Congolese authorities, together with the United Nations peacekeeping mission in Congo, should redouble their efforts to send Mudacumura to The Hague.
As military commander of the Democratic Forces for the Liberation of Rwanda (FDLR), a largely Rwandan Hutu armed group, Mudacumura is wanted for attacks on civilians, murder, mutilation, cruel treatment, rape, torture, destruction of property, pillage, and outrages against personal dignity in Congo’s North Kivu and South Kivu provinces.
These charges relate to alleged crimes committed between January 2009 and September 2010. Human Rights Watch documented the killings of over 700 civilians by FDLR fighters during this period. Most victims were women, children, and the elderly whom the rebels hacked to death with machetes or hoes or burned to death in their homes. These attacks were accompanied by widespread rape and other sexual violence.
At the time, the Congolese army, together with the Rwandan army and later with support from the UN peacekeeping mission, waged a military campaign against the FDLR.
Some of the FDLR’s leaders participated in the 1994 genocide in neighboring Rwanda. Since then, Rwandan Hutu militias based in eastern Congo have reorganized politically and militarily, going through various name and leadership changes.

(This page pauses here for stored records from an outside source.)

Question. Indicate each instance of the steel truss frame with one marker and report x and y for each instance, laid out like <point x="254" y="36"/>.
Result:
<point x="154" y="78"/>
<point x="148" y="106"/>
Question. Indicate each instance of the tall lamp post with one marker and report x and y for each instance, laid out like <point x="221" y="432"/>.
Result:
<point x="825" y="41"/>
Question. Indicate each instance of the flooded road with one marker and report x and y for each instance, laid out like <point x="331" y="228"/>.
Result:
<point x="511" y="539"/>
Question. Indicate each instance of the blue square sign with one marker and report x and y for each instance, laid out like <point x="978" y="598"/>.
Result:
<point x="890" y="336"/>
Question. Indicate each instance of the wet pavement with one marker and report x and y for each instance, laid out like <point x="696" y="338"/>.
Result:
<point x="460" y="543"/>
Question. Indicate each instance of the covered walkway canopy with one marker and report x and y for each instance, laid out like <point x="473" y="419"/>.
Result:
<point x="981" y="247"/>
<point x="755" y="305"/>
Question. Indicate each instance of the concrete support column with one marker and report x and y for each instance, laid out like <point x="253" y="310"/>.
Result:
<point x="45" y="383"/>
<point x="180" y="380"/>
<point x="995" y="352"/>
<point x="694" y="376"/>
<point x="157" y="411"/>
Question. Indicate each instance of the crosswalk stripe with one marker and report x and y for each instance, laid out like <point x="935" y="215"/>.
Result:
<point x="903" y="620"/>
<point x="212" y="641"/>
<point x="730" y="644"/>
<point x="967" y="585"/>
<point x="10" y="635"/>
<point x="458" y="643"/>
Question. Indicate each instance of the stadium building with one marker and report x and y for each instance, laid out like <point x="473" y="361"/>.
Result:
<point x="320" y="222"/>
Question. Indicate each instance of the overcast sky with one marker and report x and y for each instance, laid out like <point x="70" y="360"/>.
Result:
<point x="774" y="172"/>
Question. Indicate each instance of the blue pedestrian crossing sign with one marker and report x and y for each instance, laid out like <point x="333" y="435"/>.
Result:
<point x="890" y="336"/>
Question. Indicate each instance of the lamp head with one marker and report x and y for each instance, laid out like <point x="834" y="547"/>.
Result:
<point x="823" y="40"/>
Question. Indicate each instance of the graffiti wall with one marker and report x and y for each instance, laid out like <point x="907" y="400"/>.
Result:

The rebel group’s current configuration, the FDLR, was established in 2000. Its forces have been involved in numerous atrocities against Congolese civilians, and its presence remains one of the greatest obstacles to lasting peace in the region.
As they haven’t been brought to justice, FDLR fighters continue to carry out abuses, sometimes alongside other Congolese armed groups, or as a proxy for some Congolese army officials. Yet due in part to repeated military operations against the group and a UN program to disarm rebel fighters in Congo and reintegrate them into communities, the FDLR is now at one of its weakest points in history. It should be possible to arrest Mudacumura, if there’s the political will to do so.
His arrest would be a critical step toward ending attacks on civilians and advancing international justice in the region. It would also send a strong message to others responsible for grave crimes – in Congo and beyond – that one day, they too could face trial and imprisonment.